The ruling, which was an important victory for adult stores as well as mainstream bookstores that stock items that may contain sexually oriented passages, said that Arkansas’s Act 858 violated both the First and Fourteenth Amendments.
The act, set to go into effect at the end of June 2003, amended state law to “require material harmful to minors to be obstructed from view and segregated in commercial establishments and for other purposes.”
While the original code only required venues that stocked material deemed “harmful to minors” in racks with opaque covers that obscured their view, the amended law required complete segregation of materials that may contain “harmful” passages, even if their covers or bindings were not expressly so.
The coalition of plaintiffs in the lawsuit, including members of the Arkansas Library Association, the Comic Book Legal Defense Fund and the American Civil Liberties Union, alleged that the law would require them to have an impossible knowledge of each item in the store and spend money building expensive partitions or face closing their doors to people under the age of 18.

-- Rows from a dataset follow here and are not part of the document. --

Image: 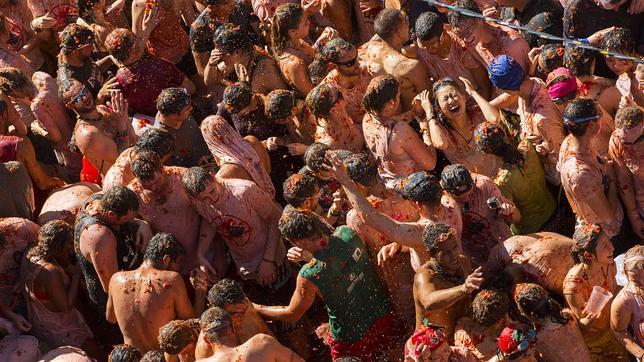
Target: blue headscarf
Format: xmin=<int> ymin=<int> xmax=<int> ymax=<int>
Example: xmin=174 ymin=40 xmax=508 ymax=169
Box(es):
xmin=487 ymin=55 xmax=525 ymax=90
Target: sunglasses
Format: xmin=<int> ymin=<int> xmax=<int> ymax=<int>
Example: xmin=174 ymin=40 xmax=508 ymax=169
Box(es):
xmin=333 ymin=56 xmax=358 ymax=68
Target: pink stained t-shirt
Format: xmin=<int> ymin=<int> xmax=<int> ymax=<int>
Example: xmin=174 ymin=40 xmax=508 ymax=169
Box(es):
xmin=608 ymin=131 xmax=644 ymax=212
xmin=128 ymin=166 xmax=201 ymax=275
xmin=557 ymin=135 xmax=624 ymax=238
xmin=517 ymin=78 xmax=566 ymax=185
xmin=31 ymin=72 xmax=82 ymax=172
xmin=189 ymin=179 xmax=286 ymax=279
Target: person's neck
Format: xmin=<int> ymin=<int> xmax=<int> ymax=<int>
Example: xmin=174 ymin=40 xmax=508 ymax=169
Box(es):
xmin=519 ymin=77 xmax=534 ymax=102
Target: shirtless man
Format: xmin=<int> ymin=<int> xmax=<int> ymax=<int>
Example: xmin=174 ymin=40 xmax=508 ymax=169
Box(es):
xmin=484 ymin=232 xmax=574 ymax=295
xmin=106 ymin=233 xmax=207 ymax=353
xmin=183 ymin=167 xmax=286 ymax=286
xmin=128 ymin=152 xmax=202 ymax=276
xmin=103 ymin=128 xmax=174 ymax=190
xmin=60 ymin=80 xmax=136 ymax=176
xmin=204 ymin=28 xmax=288 ymax=95
xmin=327 ymin=155 xmax=463 ymax=271
xmin=38 ymin=182 xmax=101 ymax=225
xmin=414 ymin=223 xmax=483 ymax=336
xmin=344 ymin=153 xmax=419 ymax=328
xmin=358 ymin=9 xmax=431 ymax=111
xmin=200 ymin=307 xmax=304 ymax=362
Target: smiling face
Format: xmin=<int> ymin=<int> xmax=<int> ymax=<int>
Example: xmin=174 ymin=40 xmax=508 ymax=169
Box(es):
xmin=434 ymin=85 xmax=466 ymax=119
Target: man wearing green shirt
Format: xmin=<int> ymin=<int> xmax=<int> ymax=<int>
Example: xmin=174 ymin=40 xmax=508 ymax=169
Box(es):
xmin=256 ymin=208 xmax=404 ymax=361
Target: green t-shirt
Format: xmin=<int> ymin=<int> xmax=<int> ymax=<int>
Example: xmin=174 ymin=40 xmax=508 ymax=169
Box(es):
xmin=300 ymin=226 xmax=391 ymax=343
xmin=494 ymin=140 xmax=557 ymax=235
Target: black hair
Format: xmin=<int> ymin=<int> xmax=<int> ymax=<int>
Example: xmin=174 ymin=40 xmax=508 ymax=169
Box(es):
xmin=143 ymin=233 xmax=186 ymax=268
xmin=472 ymin=289 xmax=510 ymax=327
xmin=222 ymin=82 xmax=253 ymax=113
xmin=208 ymin=278 xmax=246 ymax=308
xmin=447 ymin=0 xmax=481 ymax=28
xmin=362 ymin=75 xmax=400 ymax=114
xmin=514 ymin=283 xmax=568 ymax=324
xmin=282 ymin=173 xmax=319 ymax=207
xmin=182 ymin=166 xmax=211 ymax=197
xmin=264 ymin=89 xmax=296 ymax=120
xmin=214 ymin=27 xmax=254 ymax=54
xmin=131 ymin=151 xmax=161 ymax=182
xmin=615 ymin=107 xmax=644 ymax=129
xmin=304 ymin=142 xmax=331 ymax=172
xmin=305 ymin=83 xmax=338 ymax=118
xmin=26 ymin=220 xmax=74 ymax=260
xmin=563 ymin=98 xmax=598 ymax=137
xmin=539 ymin=43 xmax=565 ymax=74
xmin=140 ymin=350 xmax=165 ymax=362
xmin=602 ymin=28 xmax=636 ymax=55
xmin=100 ymin=186 xmax=139 ymax=216
xmin=415 ymin=11 xmax=445 ymax=40
xmin=271 ymin=3 xmax=306 ymax=55
xmin=134 ymin=128 xmax=175 ymax=158
xmin=564 ymin=44 xmax=597 ymax=77
xmin=279 ymin=208 xmax=324 ymax=243
xmin=157 ymin=88 xmax=190 ymax=116
xmin=373 ymin=8 xmax=403 ymax=40
xmin=0 ymin=67 xmax=33 ymax=96
xmin=423 ymin=222 xmax=453 ymax=255
xmin=199 ymin=307 xmax=233 ymax=342
xmin=571 ymin=224 xmax=602 ymax=264
xmin=105 ymin=28 xmax=136 ymax=62
xmin=158 ymin=319 xmax=199 ymax=354
xmin=344 ymin=153 xmax=378 ymax=187
xmin=109 ymin=344 xmax=141 ymax=362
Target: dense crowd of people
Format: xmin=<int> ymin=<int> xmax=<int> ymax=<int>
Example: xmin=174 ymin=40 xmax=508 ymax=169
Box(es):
xmin=0 ymin=0 xmax=644 ymax=362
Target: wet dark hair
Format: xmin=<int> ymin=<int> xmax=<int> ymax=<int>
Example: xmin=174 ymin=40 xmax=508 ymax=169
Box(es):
xmin=105 ymin=28 xmax=136 ymax=62
xmin=158 ymin=319 xmax=199 ymax=354
xmin=447 ymin=0 xmax=481 ymax=28
xmin=157 ymin=88 xmax=190 ymax=116
xmin=143 ymin=233 xmax=186 ymax=268
xmin=571 ymin=224 xmax=602 ymax=264
xmin=563 ymin=98 xmax=598 ymax=137
xmin=602 ymin=28 xmax=636 ymax=55
xmin=264 ymin=89 xmax=296 ymax=120
xmin=25 ymin=220 xmax=74 ymax=260
xmin=539 ymin=43 xmax=565 ymax=74
xmin=134 ymin=128 xmax=175 ymax=158
xmin=140 ymin=350 xmax=165 ymax=362
xmin=362 ymin=75 xmax=400 ymax=114
xmin=208 ymin=278 xmax=246 ymax=308
xmin=423 ymin=222 xmax=454 ymax=255
xmin=0 ymin=67 xmax=33 ymax=96
xmin=304 ymin=142 xmax=331 ymax=172
xmin=182 ymin=166 xmax=211 ymax=197
xmin=615 ymin=107 xmax=644 ymax=129
xmin=472 ymin=289 xmax=510 ymax=327
xmin=199 ymin=307 xmax=233 ymax=342
xmin=222 ymin=82 xmax=253 ymax=114
xmin=514 ymin=283 xmax=568 ymax=324
xmin=344 ymin=153 xmax=378 ymax=187
xmin=414 ymin=11 xmax=445 ymax=40
xmin=305 ymin=83 xmax=338 ymax=118
xmin=282 ymin=173 xmax=319 ymax=207
xmin=522 ymin=11 xmax=563 ymax=48
xmin=271 ymin=3 xmax=306 ymax=55
xmin=131 ymin=151 xmax=161 ymax=182
xmin=564 ymin=44 xmax=597 ymax=77
xmin=214 ymin=27 xmax=254 ymax=54
xmin=109 ymin=344 xmax=141 ymax=362
xmin=100 ymin=186 xmax=139 ymax=216
xmin=373 ymin=8 xmax=404 ymax=40
xmin=279 ymin=208 xmax=323 ymax=243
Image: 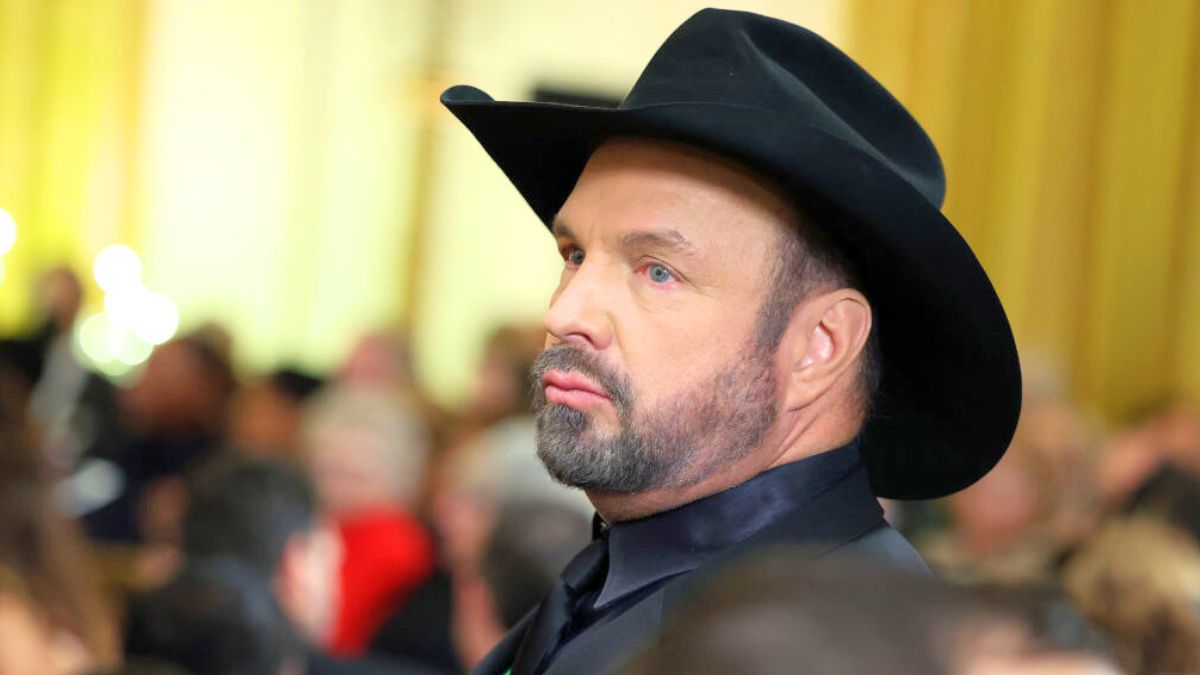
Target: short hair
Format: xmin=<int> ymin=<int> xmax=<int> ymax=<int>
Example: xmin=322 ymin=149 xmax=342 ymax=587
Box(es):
xmin=184 ymin=458 xmax=318 ymax=577
xmin=126 ymin=557 xmax=302 ymax=675
xmin=756 ymin=199 xmax=883 ymax=413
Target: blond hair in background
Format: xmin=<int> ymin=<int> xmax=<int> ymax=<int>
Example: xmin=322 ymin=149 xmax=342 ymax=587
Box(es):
xmin=1063 ymin=516 xmax=1200 ymax=675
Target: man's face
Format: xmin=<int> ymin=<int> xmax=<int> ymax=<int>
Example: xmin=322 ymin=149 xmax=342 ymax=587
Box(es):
xmin=533 ymin=139 xmax=787 ymax=492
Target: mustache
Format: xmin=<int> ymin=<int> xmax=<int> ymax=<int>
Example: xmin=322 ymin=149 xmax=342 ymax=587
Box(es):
xmin=529 ymin=344 xmax=632 ymax=412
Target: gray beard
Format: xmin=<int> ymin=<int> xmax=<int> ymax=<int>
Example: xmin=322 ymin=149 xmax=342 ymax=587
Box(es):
xmin=530 ymin=345 xmax=778 ymax=494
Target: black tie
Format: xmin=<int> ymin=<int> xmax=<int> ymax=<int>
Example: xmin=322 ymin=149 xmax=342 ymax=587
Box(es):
xmin=509 ymin=532 xmax=608 ymax=675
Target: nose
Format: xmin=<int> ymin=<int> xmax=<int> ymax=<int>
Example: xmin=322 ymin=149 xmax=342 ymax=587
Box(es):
xmin=544 ymin=261 xmax=612 ymax=351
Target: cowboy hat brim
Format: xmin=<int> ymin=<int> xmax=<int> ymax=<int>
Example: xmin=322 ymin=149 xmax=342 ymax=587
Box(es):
xmin=442 ymin=86 xmax=1021 ymax=498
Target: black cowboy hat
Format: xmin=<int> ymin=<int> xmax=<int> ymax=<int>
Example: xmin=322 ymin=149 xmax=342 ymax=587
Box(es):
xmin=442 ymin=10 xmax=1021 ymax=498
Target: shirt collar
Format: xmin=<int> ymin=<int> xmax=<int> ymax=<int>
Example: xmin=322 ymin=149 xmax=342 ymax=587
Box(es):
xmin=594 ymin=442 xmax=866 ymax=609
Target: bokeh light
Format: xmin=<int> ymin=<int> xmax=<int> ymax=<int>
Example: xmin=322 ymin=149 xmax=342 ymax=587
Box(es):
xmin=79 ymin=313 xmax=113 ymax=365
xmin=133 ymin=293 xmax=179 ymax=345
xmin=92 ymin=244 xmax=142 ymax=293
xmin=0 ymin=209 xmax=17 ymax=256
xmin=104 ymin=282 xmax=150 ymax=330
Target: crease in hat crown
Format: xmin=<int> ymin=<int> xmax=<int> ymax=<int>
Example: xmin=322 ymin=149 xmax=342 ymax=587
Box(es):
xmin=442 ymin=10 xmax=1021 ymax=498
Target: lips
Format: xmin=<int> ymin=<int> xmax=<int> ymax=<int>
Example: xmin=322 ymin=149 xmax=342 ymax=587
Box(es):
xmin=541 ymin=370 xmax=610 ymax=408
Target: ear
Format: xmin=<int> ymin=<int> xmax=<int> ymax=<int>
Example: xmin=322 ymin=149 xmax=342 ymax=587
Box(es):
xmin=784 ymin=288 xmax=871 ymax=411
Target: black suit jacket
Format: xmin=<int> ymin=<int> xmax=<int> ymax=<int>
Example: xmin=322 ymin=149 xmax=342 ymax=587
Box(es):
xmin=472 ymin=461 xmax=929 ymax=675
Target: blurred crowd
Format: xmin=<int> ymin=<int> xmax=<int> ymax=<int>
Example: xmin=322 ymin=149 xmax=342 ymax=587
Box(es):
xmin=0 ymin=269 xmax=1200 ymax=675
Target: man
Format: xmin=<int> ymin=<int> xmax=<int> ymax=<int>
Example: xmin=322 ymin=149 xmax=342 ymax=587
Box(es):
xmin=443 ymin=10 xmax=1020 ymax=675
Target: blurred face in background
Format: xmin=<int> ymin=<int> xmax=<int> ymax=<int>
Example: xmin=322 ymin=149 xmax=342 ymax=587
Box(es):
xmin=275 ymin=521 xmax=342 ymax=644
xmin=308 ymin=426 xmax=396 ymax=518
xmin=121 ymin=340 xmax=224 ymax=436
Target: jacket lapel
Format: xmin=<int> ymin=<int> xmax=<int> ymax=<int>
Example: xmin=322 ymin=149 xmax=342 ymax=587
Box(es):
xmin=470 ymin=608 xmax=538 ymax=675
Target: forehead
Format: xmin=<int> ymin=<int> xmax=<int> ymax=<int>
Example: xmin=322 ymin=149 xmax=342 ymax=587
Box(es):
xmin=558 ymin=138 xmax=793 ymax=247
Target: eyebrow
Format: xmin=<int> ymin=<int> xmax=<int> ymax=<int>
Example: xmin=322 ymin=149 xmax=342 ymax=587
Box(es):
xmin=551 ymin=219 xmax=697 ymax=256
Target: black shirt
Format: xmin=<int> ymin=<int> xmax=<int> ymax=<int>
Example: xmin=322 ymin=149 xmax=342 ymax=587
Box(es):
xmin=545 ymin=443 xmax=882 ymax=665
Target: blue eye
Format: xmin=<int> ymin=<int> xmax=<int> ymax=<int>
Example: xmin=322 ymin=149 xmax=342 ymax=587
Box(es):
xmin=646 ymin=263 xmax=674 ymax=283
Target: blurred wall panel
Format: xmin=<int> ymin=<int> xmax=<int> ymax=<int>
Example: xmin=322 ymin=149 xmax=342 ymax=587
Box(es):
xmin=140 ymin=0 xmax=427 ymax=368
xmin=847 ymin=0 xmax=1200 ymax=419
xmin=0 ymin=0 xmax=145 ymax=334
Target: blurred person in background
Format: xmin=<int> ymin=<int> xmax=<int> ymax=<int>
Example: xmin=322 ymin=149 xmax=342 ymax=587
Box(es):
xmin=620 ymin=549 xmax=1117 ymax=675
xmin=228 ymin=368 xmax=324 ymax=461
xmin=80 ymin=331 xmax=235 ymax=545
xmin=917 ymin=390 xmax=1098 ymax=583
xmin=334 ymin=331 xmax=451 ymax=450
xmin=126 ymin=557 xmax=305 ymax=675
xmin=452 ymin=500 xmax=592 ymax=670
xmin=182 ymin=456 xmax=341 ymax=645
xmin=0 ymin=431 xmax=118 ymax=675
xmin=1063 ymin=515 xmax=1200 ymax=675
xmin=371 ymin=414 xmax=594 ymax=673
xmin=152 ymin=454 xmax=415 ymax=675
xmin=458 ymin=324 xmax=546 ymax=441
xmin=302 ymin=384 xmax=434 ymax=656
xmin=0 ymin=267 xmax=121 ymax=471
xmin=1099 ymin=398 xmax=1200 ymax=509
xmin=0 ymin=267 xmax=83 ymax=398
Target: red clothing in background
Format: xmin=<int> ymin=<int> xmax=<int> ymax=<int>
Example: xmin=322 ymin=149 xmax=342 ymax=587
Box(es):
xmin=329 ymin=507 xmax=434 ymax=656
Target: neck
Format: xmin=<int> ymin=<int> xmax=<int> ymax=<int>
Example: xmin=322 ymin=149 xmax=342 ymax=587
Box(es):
xmin=587 ymin=398 xmax=862 ymax=522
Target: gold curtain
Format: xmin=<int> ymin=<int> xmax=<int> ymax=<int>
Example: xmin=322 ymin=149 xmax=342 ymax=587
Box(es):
xmin=0 ymin=0 xmax=145 ymax=334
xmin=846 ymin=0 xmax=1200 ymax=422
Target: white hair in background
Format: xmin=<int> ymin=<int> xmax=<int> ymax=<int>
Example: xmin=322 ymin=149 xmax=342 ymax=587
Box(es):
xmin=302 ymin=384 xmax=432 ymax=504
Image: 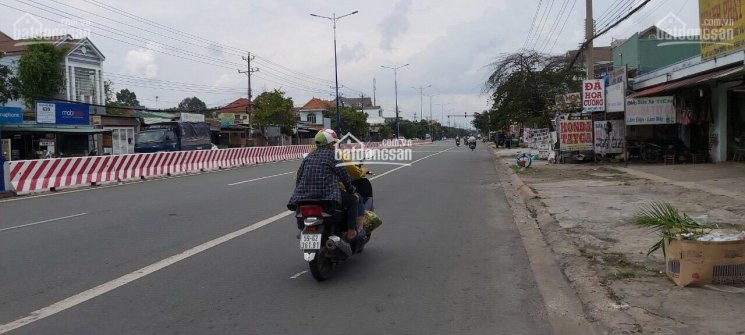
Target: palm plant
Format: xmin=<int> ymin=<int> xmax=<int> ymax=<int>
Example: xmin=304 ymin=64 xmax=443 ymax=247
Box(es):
xmin=631 ymin=201 xmax=715 ymax=256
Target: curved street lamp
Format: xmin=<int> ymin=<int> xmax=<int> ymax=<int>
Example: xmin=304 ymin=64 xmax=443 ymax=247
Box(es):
xmin=310 ymin=11 xmax=359 ymax=136
xmin=380 ymin=63 xmax=409 ymax=139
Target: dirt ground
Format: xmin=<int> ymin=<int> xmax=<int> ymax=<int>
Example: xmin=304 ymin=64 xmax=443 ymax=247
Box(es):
xmin=497 ymin=150 xmax=745 ymax=334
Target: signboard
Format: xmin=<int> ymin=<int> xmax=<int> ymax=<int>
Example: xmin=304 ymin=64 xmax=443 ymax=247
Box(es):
xmin=582 ymin=79 xmax=605 ymax=113
xmin=626 ymin=96 xmax=676 ymax=126
xmin=39 ymin=138 xmax=54 ymax=147
xmin=0 ymin=107 xmax=23 ymax=124
xmin=531 ymin=128 xmax=551 ymax=159
xmin=605 ymin=66 xmax=627 ymax=112
xmin=181 ymin=113 xmax=204 ymax=122
xmin=595 ymin=120 xmax=626 ymax=154
xmin=698 ymin=0 xmax=745 ymax=60
xmin=559 ymin=120 xmax=593 ymax=151
xmin=554 ymin=92 xmax=582 ymax=111
xmin=36 ymin=101 xmax=90 ymax=126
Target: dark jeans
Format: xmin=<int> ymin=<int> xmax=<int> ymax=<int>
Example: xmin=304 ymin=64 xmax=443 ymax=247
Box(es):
xmin=341 ymin=191 xmax=359 ymax=229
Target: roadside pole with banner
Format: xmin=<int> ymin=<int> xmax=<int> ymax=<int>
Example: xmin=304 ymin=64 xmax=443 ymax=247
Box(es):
xmin=0 ymin=107 xmax=23 ymax=193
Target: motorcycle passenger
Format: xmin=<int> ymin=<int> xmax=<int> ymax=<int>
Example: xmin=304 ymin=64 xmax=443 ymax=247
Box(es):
xmin=289 ymin=129 xmax=359 ymax=241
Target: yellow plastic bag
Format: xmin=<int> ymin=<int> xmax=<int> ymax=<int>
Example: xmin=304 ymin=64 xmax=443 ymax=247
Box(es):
xmin=363 ymin=211 xmax=383 ymax=234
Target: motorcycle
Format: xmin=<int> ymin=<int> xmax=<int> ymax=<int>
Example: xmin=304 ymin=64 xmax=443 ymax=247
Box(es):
xmin=295 ymin=200 xmax=372 ymax=282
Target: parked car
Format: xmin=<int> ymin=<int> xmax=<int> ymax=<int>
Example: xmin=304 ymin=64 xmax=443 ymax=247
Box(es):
xmin=135 ymin=121 xmax=212 ymax=153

“Libraries have been challenged in the past for circulating classic works by authors like Judy Blume, John Steinbeck and J.D. Salinger,” Arkansas Library Association President Dwain Gordon told the court. “I [also] understand that material depicting one or more nude female breasts can be considered ‘harmful to minors’ under the Arkansas law.”
“While none of these titles are generally shelved in children’s sections, if I understand the law correctly, ALA members will violate the law if they shelve these books in areas that minors could access,” said Gordon. “One might even worry that librarians will have to remove or restrict access to the nude statue of Icarus and Daedalus that decorates the main branch of the [Central Arkansas Library System].”
According to both U.S. District Court Judge G. Thomas Eisele, Arkansas’ new code would be overbroad because it not only linked the acts of displaying material, a “mass act” which could merely include having it on a shelf, and actually selling it, which involves a single, one-on-one interaction.
The Arkansas Supreme Court, in answer to several questions made by Eisele, also found problems with the law’s assumption that material that would be inappropriate for a 5-year-old would also be inappropriate for a 17-year-old.
“If the younger minors are to be protected from ‘harmful’ materials, surely the General Assembly did not intend for those younger children to be permitted to access materials that would arguably be ‘harmful’ to them, even though not ‘harmful’ to an older child,” wrote Supreme Court Associate Justice Tom Glaze in its majority opinion. “We cannot construe Arkansas’ statutory law in such a way as to render it meaningless, and we will not interpret a statute to yield absurd results that are contrary to legislative intent.”
Spokespeople for the Arkansas Attorney General’s office told media Wednesday that the ruling should not be heralded as a huge victory.
“It will be up to the individual prosecutors as to how they choose to enforce the law,” Matt DeCample told the Arkansas Democrat Gazette, noting that when one clause of a law is struck down, the other clauses are usually still enforceable.